中村大三郎『ピアノ』1926年 京都市美術館蔵

1933年に〈大礼記念京都美術館〉として創建し、87年の歴史を受け継ぎ、2020年5月に新たな美術館として生まれ変わった〈京都市京セラ美術館〉。

新旧のデザインが融合し、さらなるパワーを秘めた同館では、現在見応えのある2大展覧会が開催されています。

『OPTICKS 008』2018 (C)Hiroshi Sugimoto / Courtesy of Gallery Koyanagi

新たに新設された東山キューブで現在開催されているのは、かの世界的現代美術家、杉本博司の個展『杉本博司 瑠璃の浄土』。

1970年代より、大型カメラを用いた高度な技術と独自のコンセプトによる写真作品を制作し、世界で高い評価を得てきた杉本。

自身も所縁のある京都で初の大規模な個展となる今回は、現代における人々の魂が向かう場所としての浄土の観想や、今果たされるべき再生とは、といった問いから、「瑠璃の浄土」のタイトルのもと、仮想の寺院の荘厳を構想。

『仏の海 001』1995 (C)Hiroshi Sugimoto / Courtesy of GalleryKoyanagi

『硝子の茶室 聞鳥庵』2014(C)Hiroshi SugimotoArchitects: New Material Research Laboratory / Hiroshi Sugimoto + TomoyukiSakakida. Originally commissioned for LE STANZE DEL VETRO, Venice /Courtesy of Pentagram Stiftung & LE STANZE DEL VETRO.
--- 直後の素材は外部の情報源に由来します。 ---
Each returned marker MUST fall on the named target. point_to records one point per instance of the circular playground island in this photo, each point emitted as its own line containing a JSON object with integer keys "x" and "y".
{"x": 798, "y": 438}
新作となる京都蓮華王院本堂(通称 三十三間堂)中尊の大判写真を含む『仏の海』や、世界初公開の大判カラー作品『OPTICKS』シリーズといった写真作品の大規模な展示を行うほか、「京都」「浄土」「瑠璃ー硝子」にまつわるさまざまな作品や考古遺物が登場。屋外の日本庭園には『硝子の茶室 聞鳥庵(モンドリアン)』も設置(2021年1月31日〜)され、最新の杉本ワールドを大いに体感できる内容となっています。

information

杉本博司 瑠璃の浄土

会期:〜2020年10月4日(日)
会場:京都市京セラ美術館 新館 東山キューブ
住所:京都府京都市左京区岡崎円勝寺町124
時間:10:00〜18:00 ※事前予約制
入場料:1,500円
休館日:月曜日 ※祝日の場合は開館

Web:https://kyotocity-kyocera.museum/exhibition/20200321-20200614

石崎光瑶『春律』1928年 京都市美術館蔵

また、本館で開催中の『京都の美術 250年の夢 最初の一歩:コレクションの原点』では、〈京都市京セラ美術館〉の前身となる〈大礼記念京都美術館〉のスタートを飾った貴重な初期コレクションとなる所蔵作品47点(1926年〜1934年制作)を一挙に展示。